In 1959, Khrushchev took the unconventional diplomatic step of landing on American soil to ease Cold War tensions. The Soviet move to rekindle its relations with America may have been guided by a desire to exploit the “division between the aggressive and pacifist bourgeois state in capitalist countries.” However, the Soviets ended up accelerating the prospects of a Sino-Soviet split, the mainstay of American “containment” strategy. America had successfully initiated a game of one-upmanship between China and the Soviet Union.

The Chinese were not happy with Khrushchev’s ideological deviations because they felt that US peace gestures were not sincere. After completing his US tour, Khrushchev arrived in Beijing on September 30 to participate in the 10th anniversary of the founding of the People’s Republic of China. During his speech, Khrushchev warned against taking on the capitalist system by force of arms.

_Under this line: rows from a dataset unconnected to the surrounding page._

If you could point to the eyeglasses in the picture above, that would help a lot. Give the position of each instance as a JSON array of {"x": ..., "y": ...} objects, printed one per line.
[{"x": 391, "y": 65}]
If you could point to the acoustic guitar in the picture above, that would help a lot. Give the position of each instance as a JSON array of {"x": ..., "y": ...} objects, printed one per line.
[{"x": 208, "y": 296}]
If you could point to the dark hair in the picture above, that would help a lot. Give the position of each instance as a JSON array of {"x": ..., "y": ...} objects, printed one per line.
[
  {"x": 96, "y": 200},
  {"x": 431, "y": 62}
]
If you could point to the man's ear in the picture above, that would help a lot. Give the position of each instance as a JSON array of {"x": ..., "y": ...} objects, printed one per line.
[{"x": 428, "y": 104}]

The Chinese differed with Khrushchev’s disarmament initiatives because according to their strategic assessment, the US monopoly financial groups that earned huge profits from the arms industry would never allow the disarmament process to succeed. Moreover, the Chinese felt that the “Soviet search for detente was disorienting the masses and undermining their resolve to carry on an unrelenting struggle for the defeat of world imperialism.”

The prospects of a Sino-Soviet split was aggravated when Moscow took a “neutral stance after a shooting incident on the Sino-Indian border on August 25, 1959.” They added fuel to the fire by offering India aid and military assistance. When Tito advised the Soviets to adopt a “pacifying” role in the India-China dispute, the People’s Daily blamed “the Tito clique” for exposing themselves “as a group of renegades betraying socialism, hating socialist China and sowing dissensions among the socialist countries.” When Tito had visited India in January 1959, The People’s Daily had similarly accused him of trying to “peddle wares that suit the need of imperialism.”

Nehru was aware of the American grand strategy of causing a Sino-Soviet schism. In early 1953, a letter by US diplomat Chester Bowles to the US president and Secretary of State John Foster Dulles said that the “basic objective of our (US) foreign policy should be to bring a rift between the Soviet Union and Communist China.” Bowles had spoken about this objective to Nehru, who was convinced that this was necessary to avoid a third World War. “Nehru was the protagonist of the view that China is Asian first and Communist next. He held the belief that if the non-socialist countries extend contact with China, she might become more independent of the Soviet Union.”

Speaking about the possibility of a split among the communist giants, Bowles reported at the Psychological Board Meeting held on 12 June 1952 that the Indian delegation was convinced that the “emergence of an independent China, not necessarily pro-West China” was needed to change Russia’s confrontationist approach to America. Nehru was of the opinion that “anything that tends to push or play into Russian minds by pushing China is a mistake.”